Décembre a cette odeur particulière : un mélange de vin chaud, de coffrets de Noël qu’on prépare les uns après les autres, et de savons doux qui sèchent patiemment sur les étagères. C’est sans doute le mois qui me demande le plus d’énergie, celui où je voudrais que les journées fassent 37 heures.
Parce que, même si tout le monde pense que décembre = derniers marchés, pour moi c’est aussi la période où je dois produire non seulement pour les fêtes, mais aussi pour toutes les commandes de janvier.
Un savon demande du temps, de la patience, du séchage.
Et la fabrication, elle, n’attend jamais.
Alors mes journées débordent.
Je commence souvent tôt, je finis tard… tellement tard qu’il est 23h00 pendant que j’écris ces lignes, encore devant mon ordinateur, à moitié dans ma to-do, à moitié dans mon journal.
Je me dis chaque année que ce n’est pas très raisonnable, mais c’est aussi ça, la vie derrière la savonnerie : un rythme qui s’emballe, un quotidien intense, et un amour du travail bien fait qui me pousse à continuer.
Et puis il y a les marchés.
Ces moments où je sors enfin de mon atelier.
Les marchés, c’est le contraste total : le froid qui pique, les mains gelées, la fatigue qui s’accumule…

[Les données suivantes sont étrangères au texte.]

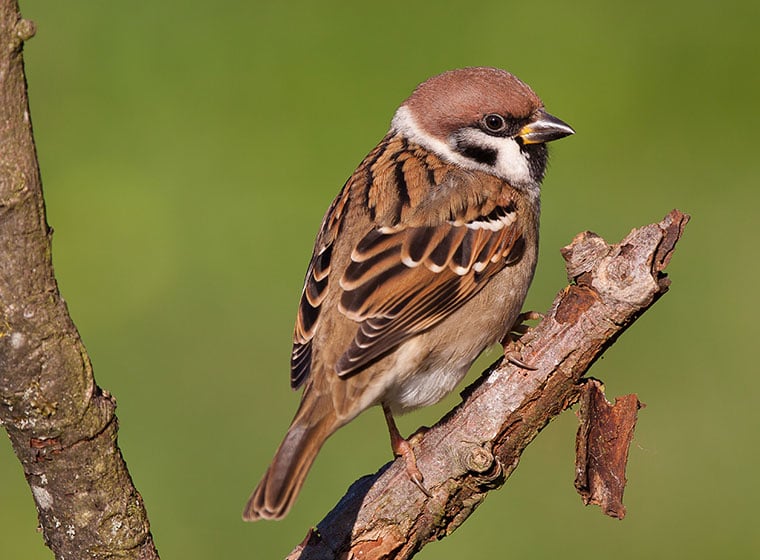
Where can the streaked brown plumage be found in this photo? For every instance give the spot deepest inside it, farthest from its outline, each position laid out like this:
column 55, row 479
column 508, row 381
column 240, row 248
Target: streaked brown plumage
column 423, row 260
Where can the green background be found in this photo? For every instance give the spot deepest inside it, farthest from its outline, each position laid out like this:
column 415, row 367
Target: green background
column 189, row 149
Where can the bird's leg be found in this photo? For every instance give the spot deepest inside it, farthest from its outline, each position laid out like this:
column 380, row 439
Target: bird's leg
column 402, row 448
column 516, row 333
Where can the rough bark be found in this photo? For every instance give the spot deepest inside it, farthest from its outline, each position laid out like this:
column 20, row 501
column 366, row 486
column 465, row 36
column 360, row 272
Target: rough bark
column 476, row 447
column 61, row 424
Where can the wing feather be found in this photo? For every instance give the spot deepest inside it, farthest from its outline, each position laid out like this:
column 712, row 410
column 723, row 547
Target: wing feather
column 394, row 298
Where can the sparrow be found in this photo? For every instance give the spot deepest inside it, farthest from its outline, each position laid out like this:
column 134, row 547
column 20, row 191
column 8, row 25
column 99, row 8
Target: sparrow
column 422, row 261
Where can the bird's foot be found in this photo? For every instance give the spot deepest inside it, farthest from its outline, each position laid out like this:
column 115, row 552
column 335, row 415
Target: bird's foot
column 403, row 448
column 512, row 341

Mais c’est aussi ce qui me donne le plus de force.
Parce que c’est là que je vois les consommateurs en vrai !
Ceux qui me disent qu’ils attendent mes savons tous les ans.
Ceux qui reconnaissent l’odeur avant même d’arriver au stand.
Ceux qui racontent qu’ils ont découvert un de mes savons grâce à un cadeau, et qui reviennent pour en choisir un autre.
C’est là que je comprends pourquoi je fais tout ça : parce que ce que je fabrique dans mon coin, seule, devient un objet qui accompagne des vies.
Décembre, c’est dur.
Ça tire dans le dos, dans les épaules, dans le moral parfois.
On pourrait croire que je ne fais “que” du savon… Mais derrière, il y a de la gestion, de l’administratif, de la logistique, des nuits trop courtes, des marchés sous la pluie, et des cafés froids.
Et pourtant, c’est aussi un mois où je me sens vivante, connectée, utile, à ma place.
Alors voilà, entrée du soir, écrite tard, dans un mélange de fatigue et de gratitude.
Demain matin, l’atelier m’attend — et les clients aussi.
Et finalement, c’est ce grand écart-là qui fait la beauté de mon métier.